Moni begins to crawl back toward the mouth of the alley, but it’s too far away. Sick as it is, she wonders if she’ll still be able to get a fix when they’re done with her.

A kick to the belly. She kisses the filthy asphalt. Unbidden, the memory of the freak comes back, smiling down at her, ready with his blow torch and his video camera.

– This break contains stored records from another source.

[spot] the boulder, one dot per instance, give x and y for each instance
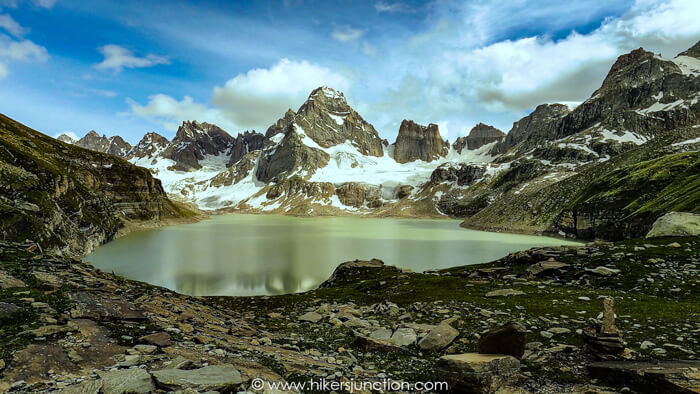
(508, 339)
(212, 378)
(504, 293)
(404, 336)
(439, 337)
(545, 267)
(161, 339)
(311, 317)
(125, 381)
(477, 373)
(676, 224)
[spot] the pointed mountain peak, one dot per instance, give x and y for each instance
(66, 138)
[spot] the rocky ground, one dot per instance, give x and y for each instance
(68, 327)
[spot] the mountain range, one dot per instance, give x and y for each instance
(554, 171)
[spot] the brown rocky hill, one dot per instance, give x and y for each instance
(67, 199)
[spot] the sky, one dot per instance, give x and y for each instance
(130, 67)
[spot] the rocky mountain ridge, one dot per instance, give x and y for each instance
(325, 159)
(66, 199)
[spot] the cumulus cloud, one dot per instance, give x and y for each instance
(260, 96)
(251, 100)
(461, 79)
(347, 34)
(381, 6)
(117, 58)
(11, 26)
(12, 50)
(170, 112)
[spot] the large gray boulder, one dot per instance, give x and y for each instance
(676, 224)
(478, 373)
(438, 338)
(125, 381)
(211, 378)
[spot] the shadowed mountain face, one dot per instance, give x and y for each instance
(69, 199)
(479, 135)
(418, 142)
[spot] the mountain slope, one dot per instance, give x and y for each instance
(68, 199)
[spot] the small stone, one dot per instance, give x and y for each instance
(559, 330)
(504, 293)
(404, 336)
(508, 339)
(311, 317)
(161, 339)
(438, 338)
(125, 381)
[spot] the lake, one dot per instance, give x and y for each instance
(266, 254)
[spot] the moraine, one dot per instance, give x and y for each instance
(268, 254)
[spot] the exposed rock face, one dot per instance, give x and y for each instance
(460, 173)
(327, 119)
(541, 125)
(194, 141)
(245, 143)
(418, 142)
(281, 125)
(291, 154)
(675, 224)
(355, 194)
(150, 145)
(114, 145)
(69, 199)
(66, 138)
(482, 134)
(478, 373)
(508, 339)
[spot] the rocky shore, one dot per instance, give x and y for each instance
(68, 327)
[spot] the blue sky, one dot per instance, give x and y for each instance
(129, 67)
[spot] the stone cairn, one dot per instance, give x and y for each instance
(603, 340)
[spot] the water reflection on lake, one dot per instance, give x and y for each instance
(265, 254)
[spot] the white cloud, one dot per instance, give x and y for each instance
(12, 51)
(117, 58)
(381, 6)
(446, 72)
(45, 3)
(260, 96)
(11, 26)
(169, 112)
(347, 34)
(24, 50)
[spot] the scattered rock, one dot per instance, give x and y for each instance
(87, 387)
(478, 373)
(439, 337)
(545, 267)
(508, 339)
(650, 377)
(676, 224)
(311, 317)
(504, 293)
(161, 339)
(126, 381)
(404, 336)
(211, 378)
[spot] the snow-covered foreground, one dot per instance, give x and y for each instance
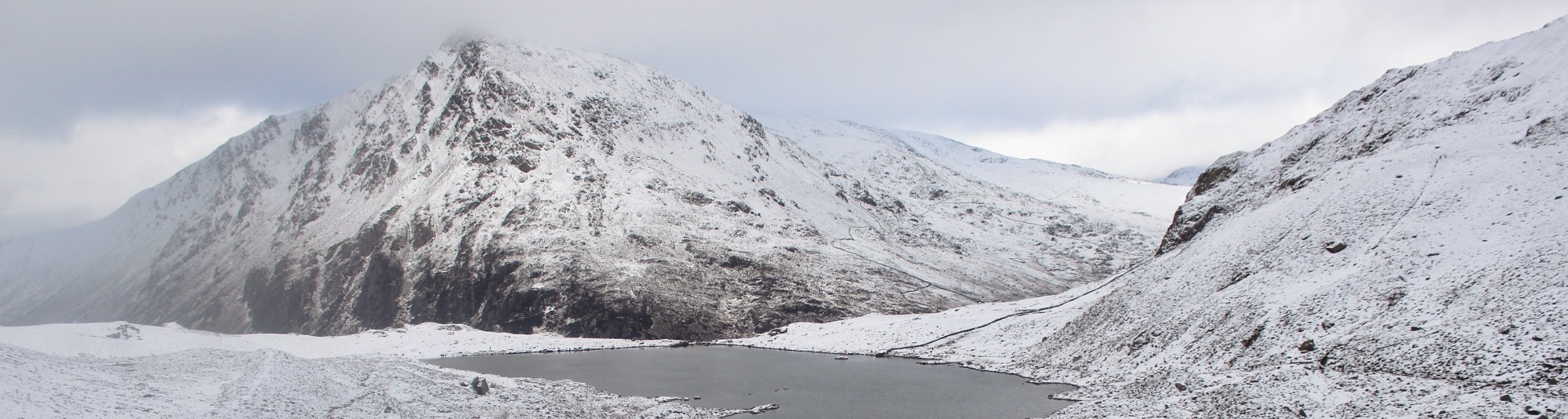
(1401, 255)
(136, 371)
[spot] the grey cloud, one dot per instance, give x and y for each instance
(984, 65)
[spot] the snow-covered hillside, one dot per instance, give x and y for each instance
(521, 189)
(982, 180)
(1401, 255)
(1183, 177)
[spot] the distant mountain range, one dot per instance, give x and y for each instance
(1401, 255)
(531, 189)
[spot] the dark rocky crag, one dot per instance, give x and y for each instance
(526, 189)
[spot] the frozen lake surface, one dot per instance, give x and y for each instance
(802, 384)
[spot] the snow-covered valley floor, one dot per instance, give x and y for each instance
(136, 371)
(998, 337)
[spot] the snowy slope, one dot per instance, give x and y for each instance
(1183, 177)
(136, 371)
(1009, 199)
(1398, 257)
(521, 189)
(1086, 192)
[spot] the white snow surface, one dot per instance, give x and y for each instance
(523, 188)
(882, 153)
(139, 371)
(1183, 177)
(1446, 188)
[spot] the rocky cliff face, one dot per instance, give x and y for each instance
(1403, 249)
(524, 189)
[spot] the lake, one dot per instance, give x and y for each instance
(802, 384)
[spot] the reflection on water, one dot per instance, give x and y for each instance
(804, 385)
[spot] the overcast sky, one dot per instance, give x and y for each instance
(103, 100)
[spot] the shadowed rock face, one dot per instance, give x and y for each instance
(526, 189)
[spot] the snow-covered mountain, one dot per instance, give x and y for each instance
(523, 189)
(1183, 177)
(906, 159)
(1401, 255)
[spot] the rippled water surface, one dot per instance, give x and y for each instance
(804, 385)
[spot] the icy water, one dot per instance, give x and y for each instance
(804, 385)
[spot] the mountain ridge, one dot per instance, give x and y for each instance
(520, 189)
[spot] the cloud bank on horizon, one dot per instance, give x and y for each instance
(106, 100)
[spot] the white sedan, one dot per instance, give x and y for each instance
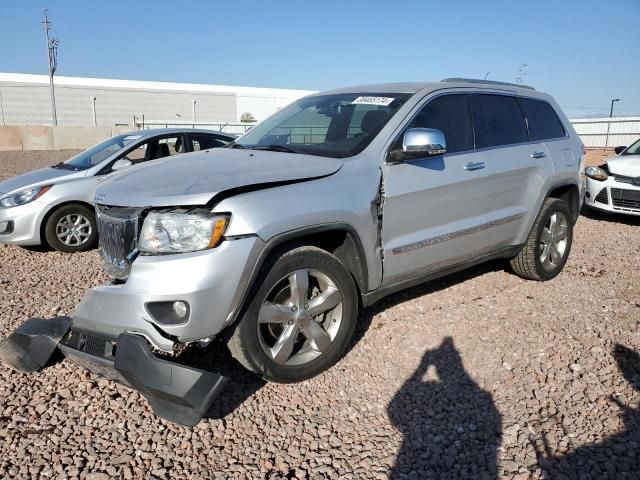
(615, 186)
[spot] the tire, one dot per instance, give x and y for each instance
(277, 336)
(72, 228)
(544, 254)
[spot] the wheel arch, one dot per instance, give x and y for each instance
(339, 239)
(52, 210)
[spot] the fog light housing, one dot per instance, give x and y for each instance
(169, 313)
(181, 309)
(6, 227)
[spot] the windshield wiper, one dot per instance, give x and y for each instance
(275, 148)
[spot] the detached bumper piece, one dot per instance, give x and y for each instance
(176, 392)
(30, 347)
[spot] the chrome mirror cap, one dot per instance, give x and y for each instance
(423, 141)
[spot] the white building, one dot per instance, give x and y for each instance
(25, 100)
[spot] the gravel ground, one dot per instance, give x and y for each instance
(478, 375)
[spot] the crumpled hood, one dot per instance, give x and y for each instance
(627, 165)
(195, 178)
(37, 177)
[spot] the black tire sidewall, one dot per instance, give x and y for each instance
(551, 208)
(247, 329)
(54, 218)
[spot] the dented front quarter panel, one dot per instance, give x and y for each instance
(349, 196)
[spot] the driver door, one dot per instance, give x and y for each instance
(434, 207)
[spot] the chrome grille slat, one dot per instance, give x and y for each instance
(627, 199)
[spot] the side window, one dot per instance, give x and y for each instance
(203, 142)
(542, 119)
(498, 120)
(451, 115)
(137, 154)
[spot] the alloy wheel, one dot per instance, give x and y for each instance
(553, 241)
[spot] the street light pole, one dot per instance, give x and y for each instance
(93, 110)
(52, 52)
(606, 142)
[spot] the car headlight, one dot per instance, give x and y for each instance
(174, 232)
(596, 173)
(23, 196)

That time, she fought back. Fought for her worthless, miserable life, because she didn’t want to die.

Now?

Now dying doesn’t seem so bad.

And then the kicking stops and she readies herself for what’s coming next, trying to land upon some memory—so few worth a damn—to latch onto and take herself out of this moment.

“Walk the fuck back out this alley, cracker!”

What? They can’t be talking to her.

Moni looks up, sees a tall figure standing at the opening to the alley, ten feet away.

“I was wondering if I could buy some drugs from you guys.”

“Please,” Moni moans. “Help me.”

But the man doesn’t acknowledge her.

“He ain’t for real,” says one of the men behind her.

“Boy, it look like we open for business? Get the fuck—”

“Your door was open. So how about you stop fucking around and sell me something?”

In the moment of heavy silence that follows, Moni glances back over her shoulder at her attackers, who are staring at one another in complete bewilderment. The closest gangbanger puffs out his chest, taking two strides up to the white guy.

“Muthafucka, you just walked into the wrong fuckin—”

The blades seem to materialize in the white man’s hands, glinting in the fire from the oil drum.

Slash-slash and the black kid is on his knees, trying to put his face back on.

“Oh hell no.”

The two remaining men step over Moni, the one in front reaching into his pocket.

She keeps expecting the tall man to retreat, or at least step back, make some effort to protect himself, but he just stands there, letting them come.

The next swipe happens so fast, she only sees the blade for a fleeting second.